Beroemde Duitse orgelbouwer Jürgen Ahrend (94) overleden
De beroemde Duitse orgelmaker Jürgen Ahrend is donderdag op 94-jarige leeftijd overleden.
Dat meldt zijn zoon, Philipp Ahrend, op Facebook.
Ahrend maakte grote naam met de restauratie van orgels in onder andere de Martinikerk in Groningen, de Ludgerikerk in het Duitse Norden en van het instrument in de Hamburgse Jacobikerk. Ook bouwde hij nieuwe instrumenten in Europa, Noord-Amerika, Australië en Japan.
In juni 1954 openden twee jonge orgelbouwers Jürgen Ahrend en Gerhard Brunzema een orgelmakerswerkplaats in Leer in het Duitse Oost-Friesland. Beiden hadden hun opleiding genoten bij Paul Ott in Göttingen. Hoewel Ahrend en Brunzema zich het hoogst mogelijke kwaliteitsniveau ten doel stelden, wisten ze aanvankelijk nog niet voor welke klank ze moesten kiezen: de moderne van de oude orgelbouw afgeleide Deense orgelklank of de historische klank zelf. Studiereizen naar Denemarken en Nederland gaven duidelijkheid. „Nederland was een schatkamer die direct voor onze deur lag. Daar waren instrumenten in vrijwel ongewijzigde staat, zodat we de oude klank konden bestuderen”, aldus Ahrend. Op aanraden van de orgelexpert Cor Edskes uit Groningen, met wie een intensieve uitwisseling ontstond, richtten ze in 1955 hun eigen pijpenmakerij op.

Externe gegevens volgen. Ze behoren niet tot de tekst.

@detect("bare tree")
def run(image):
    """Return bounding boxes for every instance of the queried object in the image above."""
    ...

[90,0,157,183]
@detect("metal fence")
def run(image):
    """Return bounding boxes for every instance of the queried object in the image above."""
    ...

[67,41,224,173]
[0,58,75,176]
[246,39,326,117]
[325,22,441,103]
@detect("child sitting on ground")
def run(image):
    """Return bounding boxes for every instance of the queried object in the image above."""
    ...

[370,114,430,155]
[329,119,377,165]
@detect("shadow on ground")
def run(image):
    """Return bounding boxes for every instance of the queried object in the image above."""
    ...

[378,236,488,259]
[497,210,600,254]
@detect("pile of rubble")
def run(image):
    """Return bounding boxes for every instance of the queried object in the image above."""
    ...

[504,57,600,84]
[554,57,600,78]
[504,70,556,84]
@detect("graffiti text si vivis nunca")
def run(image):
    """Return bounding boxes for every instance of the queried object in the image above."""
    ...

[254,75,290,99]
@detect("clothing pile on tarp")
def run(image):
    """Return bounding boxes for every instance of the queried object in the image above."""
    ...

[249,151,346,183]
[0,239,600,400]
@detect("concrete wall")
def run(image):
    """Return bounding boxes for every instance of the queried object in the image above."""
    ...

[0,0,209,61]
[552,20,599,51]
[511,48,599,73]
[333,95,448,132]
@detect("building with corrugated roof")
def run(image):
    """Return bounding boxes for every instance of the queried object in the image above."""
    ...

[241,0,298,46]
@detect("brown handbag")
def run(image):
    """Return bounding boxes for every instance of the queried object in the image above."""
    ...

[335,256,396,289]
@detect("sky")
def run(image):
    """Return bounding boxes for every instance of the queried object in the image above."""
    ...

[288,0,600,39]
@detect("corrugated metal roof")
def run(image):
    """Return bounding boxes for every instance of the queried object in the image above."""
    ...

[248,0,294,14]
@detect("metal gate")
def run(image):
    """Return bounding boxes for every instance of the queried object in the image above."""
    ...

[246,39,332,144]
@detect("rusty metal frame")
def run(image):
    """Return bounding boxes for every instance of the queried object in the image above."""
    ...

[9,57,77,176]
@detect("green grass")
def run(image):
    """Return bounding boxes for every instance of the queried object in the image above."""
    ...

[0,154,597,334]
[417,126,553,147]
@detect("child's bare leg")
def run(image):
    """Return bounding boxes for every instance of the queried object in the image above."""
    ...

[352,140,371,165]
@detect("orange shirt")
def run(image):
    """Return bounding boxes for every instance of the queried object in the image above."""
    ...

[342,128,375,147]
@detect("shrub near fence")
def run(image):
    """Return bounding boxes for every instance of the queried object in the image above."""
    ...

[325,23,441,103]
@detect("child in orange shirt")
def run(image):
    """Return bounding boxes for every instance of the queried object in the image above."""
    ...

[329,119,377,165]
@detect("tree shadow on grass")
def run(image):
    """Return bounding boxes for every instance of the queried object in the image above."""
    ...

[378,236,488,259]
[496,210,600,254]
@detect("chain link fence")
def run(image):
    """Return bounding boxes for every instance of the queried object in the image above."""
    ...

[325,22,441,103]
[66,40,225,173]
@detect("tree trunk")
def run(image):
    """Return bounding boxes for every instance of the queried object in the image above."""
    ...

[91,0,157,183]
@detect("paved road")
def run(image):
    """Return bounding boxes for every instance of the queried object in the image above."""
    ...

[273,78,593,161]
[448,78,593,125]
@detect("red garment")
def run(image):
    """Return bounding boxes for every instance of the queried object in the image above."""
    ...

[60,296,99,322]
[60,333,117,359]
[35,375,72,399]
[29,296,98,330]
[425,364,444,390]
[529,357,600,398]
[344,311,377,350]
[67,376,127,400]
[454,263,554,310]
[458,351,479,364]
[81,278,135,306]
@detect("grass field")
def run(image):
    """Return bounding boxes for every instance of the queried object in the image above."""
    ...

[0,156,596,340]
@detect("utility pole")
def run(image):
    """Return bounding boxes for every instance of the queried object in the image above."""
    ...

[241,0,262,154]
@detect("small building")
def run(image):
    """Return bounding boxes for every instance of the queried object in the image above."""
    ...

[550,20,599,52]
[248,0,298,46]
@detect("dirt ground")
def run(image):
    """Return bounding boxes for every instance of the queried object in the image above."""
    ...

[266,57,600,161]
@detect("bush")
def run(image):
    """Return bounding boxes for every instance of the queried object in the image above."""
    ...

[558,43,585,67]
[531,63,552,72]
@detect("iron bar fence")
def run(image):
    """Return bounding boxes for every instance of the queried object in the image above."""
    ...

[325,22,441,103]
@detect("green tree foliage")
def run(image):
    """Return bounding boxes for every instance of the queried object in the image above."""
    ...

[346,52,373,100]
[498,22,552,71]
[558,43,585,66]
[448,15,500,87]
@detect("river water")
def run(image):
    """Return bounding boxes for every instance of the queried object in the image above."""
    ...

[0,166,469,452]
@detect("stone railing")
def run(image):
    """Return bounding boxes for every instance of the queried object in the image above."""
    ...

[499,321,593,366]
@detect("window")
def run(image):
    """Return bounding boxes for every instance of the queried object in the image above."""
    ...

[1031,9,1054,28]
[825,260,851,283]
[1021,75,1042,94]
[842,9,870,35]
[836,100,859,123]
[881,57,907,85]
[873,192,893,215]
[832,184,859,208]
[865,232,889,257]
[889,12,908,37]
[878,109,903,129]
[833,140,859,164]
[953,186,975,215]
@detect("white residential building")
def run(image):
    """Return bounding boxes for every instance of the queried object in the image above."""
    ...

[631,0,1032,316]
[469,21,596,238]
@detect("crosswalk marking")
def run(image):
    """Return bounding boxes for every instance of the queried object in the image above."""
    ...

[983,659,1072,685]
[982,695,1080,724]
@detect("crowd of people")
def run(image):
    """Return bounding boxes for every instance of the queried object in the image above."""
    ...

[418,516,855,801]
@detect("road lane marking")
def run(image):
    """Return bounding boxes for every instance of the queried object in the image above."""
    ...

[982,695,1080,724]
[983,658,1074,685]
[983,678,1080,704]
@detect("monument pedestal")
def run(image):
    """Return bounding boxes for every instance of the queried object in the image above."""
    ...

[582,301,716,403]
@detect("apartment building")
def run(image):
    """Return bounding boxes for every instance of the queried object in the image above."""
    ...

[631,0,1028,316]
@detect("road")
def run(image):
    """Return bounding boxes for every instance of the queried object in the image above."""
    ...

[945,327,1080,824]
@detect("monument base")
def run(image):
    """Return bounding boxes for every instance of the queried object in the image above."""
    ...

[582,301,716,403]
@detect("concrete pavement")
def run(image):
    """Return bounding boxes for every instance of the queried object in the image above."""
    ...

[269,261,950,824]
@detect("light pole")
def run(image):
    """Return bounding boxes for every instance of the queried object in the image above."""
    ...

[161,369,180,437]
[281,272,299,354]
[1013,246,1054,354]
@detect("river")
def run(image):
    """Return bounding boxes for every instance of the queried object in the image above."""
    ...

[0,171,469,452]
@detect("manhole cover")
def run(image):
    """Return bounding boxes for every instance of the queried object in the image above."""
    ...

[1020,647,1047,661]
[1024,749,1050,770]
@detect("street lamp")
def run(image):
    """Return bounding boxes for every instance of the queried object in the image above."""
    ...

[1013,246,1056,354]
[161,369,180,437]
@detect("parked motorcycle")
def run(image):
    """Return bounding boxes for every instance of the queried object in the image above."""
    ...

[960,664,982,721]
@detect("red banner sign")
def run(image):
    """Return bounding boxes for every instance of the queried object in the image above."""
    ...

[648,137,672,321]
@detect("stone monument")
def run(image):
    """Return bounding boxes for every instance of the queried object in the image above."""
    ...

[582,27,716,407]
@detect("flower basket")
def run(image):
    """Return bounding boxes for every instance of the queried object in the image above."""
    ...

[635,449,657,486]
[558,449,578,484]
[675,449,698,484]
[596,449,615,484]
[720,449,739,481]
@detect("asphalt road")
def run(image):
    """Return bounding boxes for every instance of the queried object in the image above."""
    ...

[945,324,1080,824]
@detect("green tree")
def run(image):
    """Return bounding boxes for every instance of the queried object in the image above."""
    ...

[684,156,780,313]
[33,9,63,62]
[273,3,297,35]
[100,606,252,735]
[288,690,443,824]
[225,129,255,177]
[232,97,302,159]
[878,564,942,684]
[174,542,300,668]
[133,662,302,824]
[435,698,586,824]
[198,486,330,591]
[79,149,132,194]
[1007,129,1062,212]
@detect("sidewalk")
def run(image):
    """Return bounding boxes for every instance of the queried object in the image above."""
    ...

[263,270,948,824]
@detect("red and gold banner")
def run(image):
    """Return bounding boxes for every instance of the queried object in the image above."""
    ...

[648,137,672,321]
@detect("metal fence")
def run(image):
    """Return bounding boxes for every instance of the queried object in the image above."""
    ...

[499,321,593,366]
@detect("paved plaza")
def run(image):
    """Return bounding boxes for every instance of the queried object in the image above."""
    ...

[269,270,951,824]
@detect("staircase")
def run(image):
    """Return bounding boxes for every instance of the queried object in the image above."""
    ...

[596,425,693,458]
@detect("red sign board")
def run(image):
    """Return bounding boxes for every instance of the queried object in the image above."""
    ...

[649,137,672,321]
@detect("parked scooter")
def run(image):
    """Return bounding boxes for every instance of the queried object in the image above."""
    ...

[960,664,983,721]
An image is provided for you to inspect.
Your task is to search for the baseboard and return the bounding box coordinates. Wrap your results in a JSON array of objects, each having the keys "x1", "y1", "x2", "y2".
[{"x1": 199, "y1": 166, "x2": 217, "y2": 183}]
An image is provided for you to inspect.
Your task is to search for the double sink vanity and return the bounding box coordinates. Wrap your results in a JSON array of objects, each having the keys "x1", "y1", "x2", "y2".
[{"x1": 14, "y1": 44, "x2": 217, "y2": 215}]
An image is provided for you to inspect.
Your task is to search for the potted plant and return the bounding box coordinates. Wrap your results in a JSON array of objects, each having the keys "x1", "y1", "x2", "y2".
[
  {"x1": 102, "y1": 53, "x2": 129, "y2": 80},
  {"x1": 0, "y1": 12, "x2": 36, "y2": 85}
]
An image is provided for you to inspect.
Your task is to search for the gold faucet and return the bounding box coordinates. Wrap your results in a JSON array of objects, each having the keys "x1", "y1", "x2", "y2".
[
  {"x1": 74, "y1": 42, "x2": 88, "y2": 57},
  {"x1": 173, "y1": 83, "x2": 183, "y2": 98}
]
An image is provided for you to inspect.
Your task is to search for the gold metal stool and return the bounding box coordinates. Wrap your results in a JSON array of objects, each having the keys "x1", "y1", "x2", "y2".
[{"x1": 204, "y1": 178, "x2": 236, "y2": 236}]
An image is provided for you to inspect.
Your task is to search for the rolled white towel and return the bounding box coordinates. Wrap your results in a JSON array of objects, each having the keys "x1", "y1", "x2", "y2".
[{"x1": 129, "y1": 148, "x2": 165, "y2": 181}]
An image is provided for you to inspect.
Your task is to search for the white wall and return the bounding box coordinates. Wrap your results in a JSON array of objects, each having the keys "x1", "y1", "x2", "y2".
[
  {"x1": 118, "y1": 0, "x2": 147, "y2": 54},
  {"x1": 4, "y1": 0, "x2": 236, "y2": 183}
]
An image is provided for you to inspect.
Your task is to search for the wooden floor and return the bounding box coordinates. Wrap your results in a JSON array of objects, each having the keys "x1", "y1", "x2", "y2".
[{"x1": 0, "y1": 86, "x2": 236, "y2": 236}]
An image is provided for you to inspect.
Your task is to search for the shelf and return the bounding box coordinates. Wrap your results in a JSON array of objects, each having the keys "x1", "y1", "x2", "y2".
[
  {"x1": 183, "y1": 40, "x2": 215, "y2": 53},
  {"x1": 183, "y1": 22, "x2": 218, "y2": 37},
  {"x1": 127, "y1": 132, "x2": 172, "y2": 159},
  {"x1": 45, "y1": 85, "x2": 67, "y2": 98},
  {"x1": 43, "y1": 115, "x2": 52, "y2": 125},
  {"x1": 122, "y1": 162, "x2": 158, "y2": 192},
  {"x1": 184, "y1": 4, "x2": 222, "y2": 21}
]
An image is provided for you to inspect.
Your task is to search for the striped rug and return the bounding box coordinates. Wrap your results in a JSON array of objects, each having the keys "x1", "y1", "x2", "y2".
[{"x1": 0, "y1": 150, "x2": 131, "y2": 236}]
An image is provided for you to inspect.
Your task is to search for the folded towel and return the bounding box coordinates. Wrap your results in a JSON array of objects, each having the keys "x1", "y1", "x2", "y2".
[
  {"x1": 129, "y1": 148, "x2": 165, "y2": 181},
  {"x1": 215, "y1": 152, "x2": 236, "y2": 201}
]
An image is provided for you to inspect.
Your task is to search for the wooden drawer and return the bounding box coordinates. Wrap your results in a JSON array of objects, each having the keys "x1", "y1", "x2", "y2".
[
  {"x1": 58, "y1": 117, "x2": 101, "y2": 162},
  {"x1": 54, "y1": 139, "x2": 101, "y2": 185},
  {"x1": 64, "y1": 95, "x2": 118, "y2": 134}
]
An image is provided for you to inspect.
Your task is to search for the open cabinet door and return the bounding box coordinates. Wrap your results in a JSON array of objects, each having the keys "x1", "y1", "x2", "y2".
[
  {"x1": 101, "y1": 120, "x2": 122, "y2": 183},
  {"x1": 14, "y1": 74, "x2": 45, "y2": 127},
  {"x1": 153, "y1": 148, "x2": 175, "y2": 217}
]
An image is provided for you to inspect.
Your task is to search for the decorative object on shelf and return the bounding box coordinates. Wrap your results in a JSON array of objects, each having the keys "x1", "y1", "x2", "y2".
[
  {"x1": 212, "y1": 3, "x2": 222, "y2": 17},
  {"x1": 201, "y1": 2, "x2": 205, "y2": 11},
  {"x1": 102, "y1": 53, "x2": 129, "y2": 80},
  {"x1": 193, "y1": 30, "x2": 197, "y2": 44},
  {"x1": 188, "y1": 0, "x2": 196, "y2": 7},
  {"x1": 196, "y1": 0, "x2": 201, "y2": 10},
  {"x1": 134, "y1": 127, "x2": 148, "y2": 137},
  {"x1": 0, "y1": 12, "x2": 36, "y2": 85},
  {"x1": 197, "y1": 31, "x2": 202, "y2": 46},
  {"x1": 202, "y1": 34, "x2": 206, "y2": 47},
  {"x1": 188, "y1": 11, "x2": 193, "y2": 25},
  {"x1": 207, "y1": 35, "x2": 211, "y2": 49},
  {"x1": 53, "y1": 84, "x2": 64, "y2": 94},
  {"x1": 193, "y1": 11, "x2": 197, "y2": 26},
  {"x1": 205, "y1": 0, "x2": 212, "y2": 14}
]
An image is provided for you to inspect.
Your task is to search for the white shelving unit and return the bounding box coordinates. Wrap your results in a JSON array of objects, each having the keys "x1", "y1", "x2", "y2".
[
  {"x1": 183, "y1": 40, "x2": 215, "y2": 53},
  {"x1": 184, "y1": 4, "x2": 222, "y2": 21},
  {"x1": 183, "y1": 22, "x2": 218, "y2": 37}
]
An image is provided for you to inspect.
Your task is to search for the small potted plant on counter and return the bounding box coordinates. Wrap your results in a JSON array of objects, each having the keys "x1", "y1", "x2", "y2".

In de beginjaren van hun bedrijf legden Ahrend en Brunzema zich met name toe op de restauratie van historische orgels in hun omgeving: Larrelt (1954), Westerhusen (1955), Uttum (1957) en Rysum (1961). Van meet af aan was er interesse voor hun werk vanuit de vakwereld. Vooral in kringen van de historische uitvoeringspraktijk werd bekend dat deze orgelmakers de oude meesters zo grondig bestudeerden, dat hun nieuwe orgels vaak zeer goed klonken en functioneerden.
Het eerste grote nieuw gebouwde orgel (1959), een drieklaviers instrument in de Zorgvlietkerk in Scheveningen, trok de aandacht van organisten in binnen- en buiteland. Gustav Leonhardt verzorgde de ingebruikname. Ahrend liet veel meer sporen in Nederland na. Zo restaureerde hij het De Swart/Van Hagerbeerorgel in de Hooglandse Kerk in Leiden, het Husz-orgel in de Antoniuskerk in Kantens en het Müller-orgel in de Waalse Kerk in Amsterdam. Nieuwbouworgels van zijn hand staan onder meer in de Hobbe van Baerdt Tsjerke in Joure, in de Oude Kerk in Amsterdam en in de gereformeerde gemeente van Groningen.
In 1971 verliet Gerhard Brunzema de orgelmakerij en ging Ahrend alleen verder. In 2005 droeg hij de leiding van zijn bedrijf over aan zijn zoon Hendrik Ahrend.